1. 1. ONE: In solidarity with UCD, Occupy Cal at UCB should also call for the resignation of Katehi.
2. 2. TWO: The call for the immediate arrest of Lt. John Pike and incarceration without bail for aggravated assault and possible attempted manslaughter.
3. 3. THREE: The disbanding of the UCPD by no later than Feb 1st 2012, at the start of the planned UCB sustained student strikes.
The first should be self explanatory.
The second: If we as a society do not hold our peace officers accountable for the violence they commit, we will not have a system of justice but one of vigilantism. By allowing Lt. John Pike to escape the full measure of the law for his heinous crimes, we are sending a strong message to all other violent police, or other peoples in positions of “authority” that they are free and protected to continue to violate and brutalize the public. Consider that the pepper spray abusing NYPD officer Tony Bologna, for assaulting four nonthreatening young women with that sprayed chemical agent at an OWS protest was held “accountable” internally: He lost ten vacation days. By not calling for Lt. Pike’s immediate arrest in this obvious case of sociopathic cruelty, we are not only enabling our abusers, but aiding and abetting them. We as a people, as the 99%, are better than this.

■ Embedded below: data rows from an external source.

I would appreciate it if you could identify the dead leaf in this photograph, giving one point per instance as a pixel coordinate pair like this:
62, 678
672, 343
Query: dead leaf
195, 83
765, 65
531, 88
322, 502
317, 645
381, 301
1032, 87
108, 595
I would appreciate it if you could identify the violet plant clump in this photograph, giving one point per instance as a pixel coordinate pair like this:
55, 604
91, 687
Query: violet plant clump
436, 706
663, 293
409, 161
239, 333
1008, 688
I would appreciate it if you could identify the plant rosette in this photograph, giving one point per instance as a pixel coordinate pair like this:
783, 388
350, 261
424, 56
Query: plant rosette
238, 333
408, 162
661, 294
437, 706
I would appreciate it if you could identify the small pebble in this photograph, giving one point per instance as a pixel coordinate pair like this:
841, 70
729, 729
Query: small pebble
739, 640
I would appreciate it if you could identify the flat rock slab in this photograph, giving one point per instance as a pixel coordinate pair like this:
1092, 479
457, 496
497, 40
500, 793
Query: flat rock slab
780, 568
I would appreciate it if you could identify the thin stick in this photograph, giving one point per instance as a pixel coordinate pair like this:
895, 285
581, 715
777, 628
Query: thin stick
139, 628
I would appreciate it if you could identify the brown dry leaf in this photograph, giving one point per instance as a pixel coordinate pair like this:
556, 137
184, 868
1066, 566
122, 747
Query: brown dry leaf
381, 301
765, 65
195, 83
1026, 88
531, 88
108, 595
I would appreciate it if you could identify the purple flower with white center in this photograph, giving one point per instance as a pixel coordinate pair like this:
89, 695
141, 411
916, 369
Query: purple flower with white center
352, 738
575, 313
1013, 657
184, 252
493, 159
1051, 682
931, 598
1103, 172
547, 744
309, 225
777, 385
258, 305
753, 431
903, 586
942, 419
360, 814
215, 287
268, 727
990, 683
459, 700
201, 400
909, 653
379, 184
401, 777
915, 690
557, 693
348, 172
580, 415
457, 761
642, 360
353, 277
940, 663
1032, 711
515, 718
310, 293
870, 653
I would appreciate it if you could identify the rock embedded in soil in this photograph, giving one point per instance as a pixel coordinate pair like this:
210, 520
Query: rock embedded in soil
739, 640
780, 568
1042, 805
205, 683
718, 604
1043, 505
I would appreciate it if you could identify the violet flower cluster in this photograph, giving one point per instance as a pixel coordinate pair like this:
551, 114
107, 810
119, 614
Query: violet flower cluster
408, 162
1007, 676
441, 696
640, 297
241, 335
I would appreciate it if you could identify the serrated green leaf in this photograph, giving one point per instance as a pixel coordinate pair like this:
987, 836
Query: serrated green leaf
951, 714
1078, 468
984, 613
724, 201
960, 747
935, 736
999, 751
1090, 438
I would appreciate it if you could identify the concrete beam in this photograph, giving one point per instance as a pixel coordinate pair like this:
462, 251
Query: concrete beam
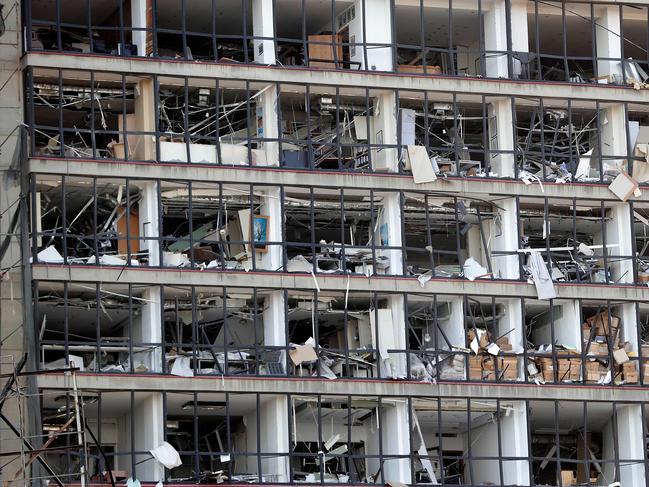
305, 385
380, 81
279, 280
476, 187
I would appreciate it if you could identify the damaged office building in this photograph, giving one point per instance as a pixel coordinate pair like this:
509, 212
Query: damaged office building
278, 242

The third: The UCPD has constantly served not for the safety of the students, but at the behest of their masters in the 1%. At every chance to show humanity and a gentle touch when dealing with peaceful protesters, they have shown brutality, batons, pepper spray and an iron fist.
The correct action to take when witnessing your fellow officers beat peaceful protesters with batons or douse them with chemical agents isn’t to join in, or even to stand aside and watch. It is their duty, as peace officers, to tackle and subdue the violent, illegally acting cops and put them in handcuffs. That there hasn’t been one instance of the “good” cop protecting the 99% protesters from the violence and that no arrests of police officers have been made in these instances over the past months, proves that this isn’t merely a case of a few bad apples rising to the surface, but that it is systemic. This must be clearly addressed now. And disbanding the UCPD by Feb 1st would be a start.

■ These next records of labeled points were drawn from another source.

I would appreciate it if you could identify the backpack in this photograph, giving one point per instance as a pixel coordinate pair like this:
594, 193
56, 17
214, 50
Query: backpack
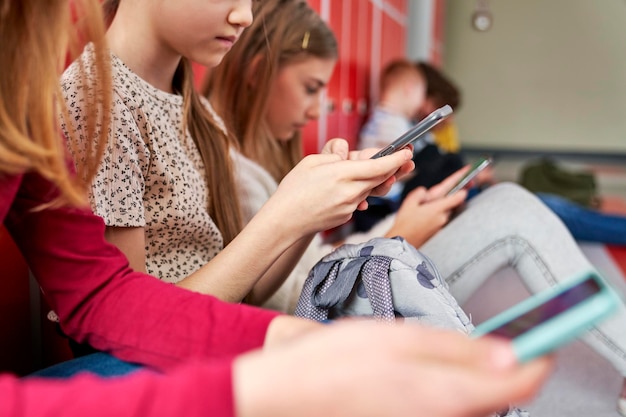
545, 176
383, 278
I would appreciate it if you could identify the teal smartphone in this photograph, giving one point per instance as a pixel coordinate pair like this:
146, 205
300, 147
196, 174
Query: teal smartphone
478, 166
554, 317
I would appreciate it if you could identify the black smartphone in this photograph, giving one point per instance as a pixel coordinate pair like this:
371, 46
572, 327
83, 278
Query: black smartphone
418, 130
478, 166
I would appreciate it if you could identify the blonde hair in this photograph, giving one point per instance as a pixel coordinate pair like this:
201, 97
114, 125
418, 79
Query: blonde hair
212, 143
398, 71
283, 32
36, 37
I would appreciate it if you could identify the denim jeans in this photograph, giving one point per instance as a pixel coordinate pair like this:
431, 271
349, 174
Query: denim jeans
586, 224
100, 363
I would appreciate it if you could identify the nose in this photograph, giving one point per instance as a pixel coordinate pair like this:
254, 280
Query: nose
241, 14
313, 112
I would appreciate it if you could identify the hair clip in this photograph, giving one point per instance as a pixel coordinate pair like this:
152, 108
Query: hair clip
305, 40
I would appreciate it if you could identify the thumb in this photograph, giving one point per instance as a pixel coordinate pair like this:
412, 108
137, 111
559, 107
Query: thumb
337, 146
416, 196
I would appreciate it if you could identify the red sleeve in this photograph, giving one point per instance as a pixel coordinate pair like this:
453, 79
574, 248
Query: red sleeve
101, 301
190, 391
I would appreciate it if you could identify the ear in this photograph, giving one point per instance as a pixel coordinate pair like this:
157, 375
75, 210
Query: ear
251, 72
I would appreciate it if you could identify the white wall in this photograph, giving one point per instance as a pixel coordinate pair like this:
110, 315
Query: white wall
549, 75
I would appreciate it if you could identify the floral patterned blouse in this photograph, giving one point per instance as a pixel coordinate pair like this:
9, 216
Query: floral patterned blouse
152, 174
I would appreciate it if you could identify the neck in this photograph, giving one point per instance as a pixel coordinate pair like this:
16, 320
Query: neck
131, 38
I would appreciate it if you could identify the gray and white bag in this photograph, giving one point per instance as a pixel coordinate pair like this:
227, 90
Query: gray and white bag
383, 278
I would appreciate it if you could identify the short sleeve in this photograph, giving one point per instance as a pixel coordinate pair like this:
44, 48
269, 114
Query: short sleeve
118, 187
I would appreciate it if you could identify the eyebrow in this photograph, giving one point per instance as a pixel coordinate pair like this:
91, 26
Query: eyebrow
319, 82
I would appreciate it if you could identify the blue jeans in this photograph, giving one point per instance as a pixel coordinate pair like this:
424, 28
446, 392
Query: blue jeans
100, 363
586, 224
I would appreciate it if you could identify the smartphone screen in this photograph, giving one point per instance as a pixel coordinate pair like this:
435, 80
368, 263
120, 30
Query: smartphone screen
416, 132
548, 310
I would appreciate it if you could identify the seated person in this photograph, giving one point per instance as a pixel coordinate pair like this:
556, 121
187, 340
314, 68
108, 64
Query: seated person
504, 226
585, 224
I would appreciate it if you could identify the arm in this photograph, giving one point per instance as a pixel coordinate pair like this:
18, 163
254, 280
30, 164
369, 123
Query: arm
422, 367
321, 192
102, 302
132, 242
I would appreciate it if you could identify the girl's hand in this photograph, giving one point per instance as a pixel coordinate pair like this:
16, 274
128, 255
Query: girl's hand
363, 368
323, 190
418, 218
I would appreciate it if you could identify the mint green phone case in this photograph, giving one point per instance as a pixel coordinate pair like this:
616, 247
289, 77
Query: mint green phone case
563, 327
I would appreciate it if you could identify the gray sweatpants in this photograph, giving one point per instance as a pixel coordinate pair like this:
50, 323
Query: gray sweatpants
506, 225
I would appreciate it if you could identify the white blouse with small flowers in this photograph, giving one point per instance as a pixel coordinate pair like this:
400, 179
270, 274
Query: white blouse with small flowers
152, 174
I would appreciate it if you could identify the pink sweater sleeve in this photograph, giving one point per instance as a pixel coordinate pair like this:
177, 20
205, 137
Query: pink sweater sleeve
202, 389
101, 301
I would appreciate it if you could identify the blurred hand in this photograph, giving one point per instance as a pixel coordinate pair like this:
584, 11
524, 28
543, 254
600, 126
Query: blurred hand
363, 368
419, 218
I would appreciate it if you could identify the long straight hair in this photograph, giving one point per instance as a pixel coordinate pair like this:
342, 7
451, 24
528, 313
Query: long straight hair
283, 32
36, 39
212, 143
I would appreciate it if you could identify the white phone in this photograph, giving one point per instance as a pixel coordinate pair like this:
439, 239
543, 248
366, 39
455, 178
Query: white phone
414, 133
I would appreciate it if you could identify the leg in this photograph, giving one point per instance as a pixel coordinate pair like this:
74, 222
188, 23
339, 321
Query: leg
506, 225
586, 224
99, 363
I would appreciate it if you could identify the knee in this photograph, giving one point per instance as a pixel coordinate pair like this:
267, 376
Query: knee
509, 191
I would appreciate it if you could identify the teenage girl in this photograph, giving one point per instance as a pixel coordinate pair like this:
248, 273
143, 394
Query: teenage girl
165, 185
101, 300
504, 226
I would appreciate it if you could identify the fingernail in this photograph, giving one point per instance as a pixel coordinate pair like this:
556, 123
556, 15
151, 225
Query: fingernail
501, 355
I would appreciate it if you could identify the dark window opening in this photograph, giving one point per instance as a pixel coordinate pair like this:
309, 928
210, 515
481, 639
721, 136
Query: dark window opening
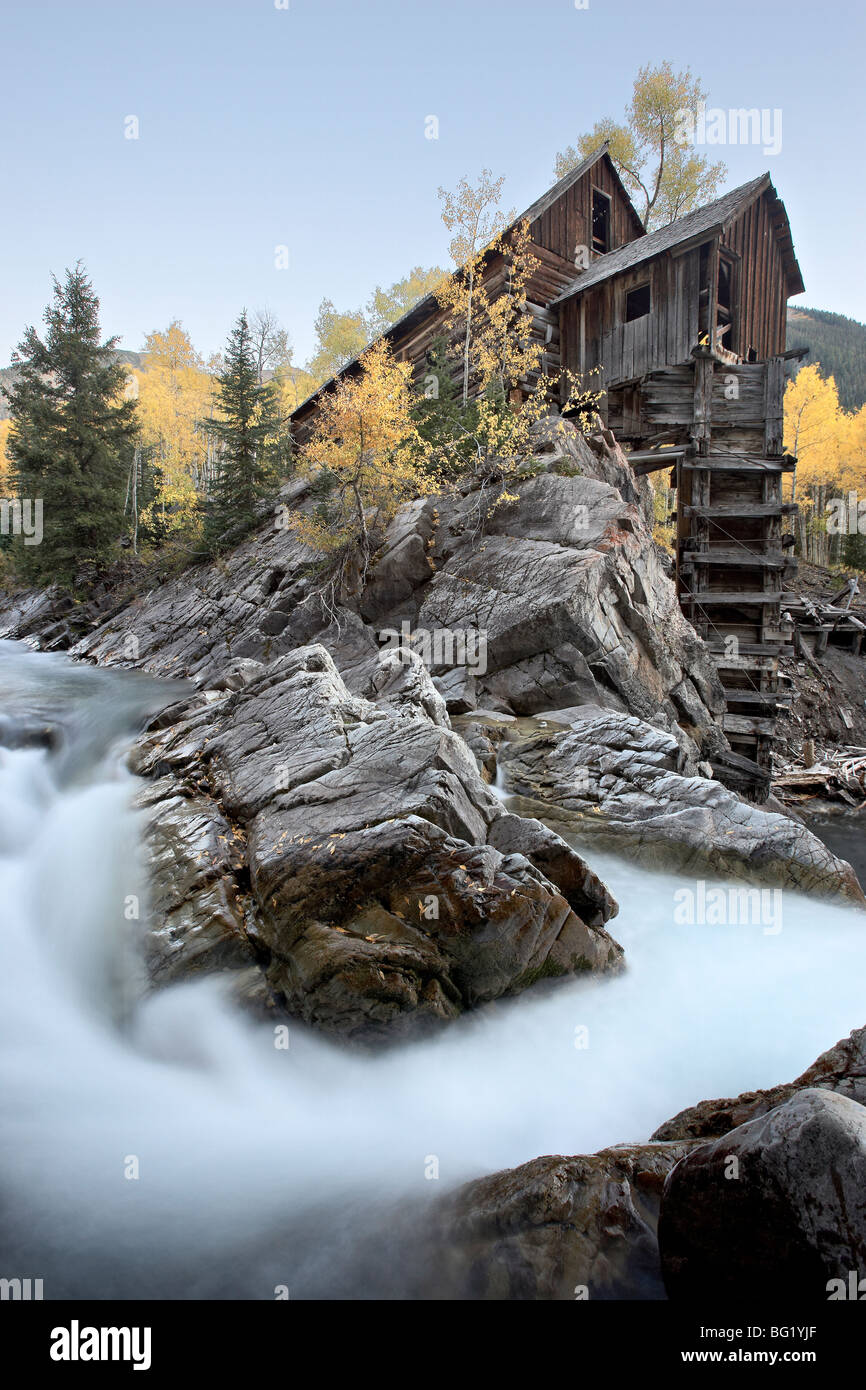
724, 305
601, 221
637, 303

Let me remind all of you that the USA is one of the few democracies in the world that allow police on campuses at all. Most foreign campuses are sanctuaries of learning in that regard.
Also, armed police on campus does not equal safety. Two examples that make this clear are that there were armed police present on the school grounds of Columbine High in 1999, and Virginia Tech in 2007: neither prevented the massacres that tragically transpired.
Let’s take these steps to make sure that school be about higher education for the 99% again, and not about sustained systemic police brutality.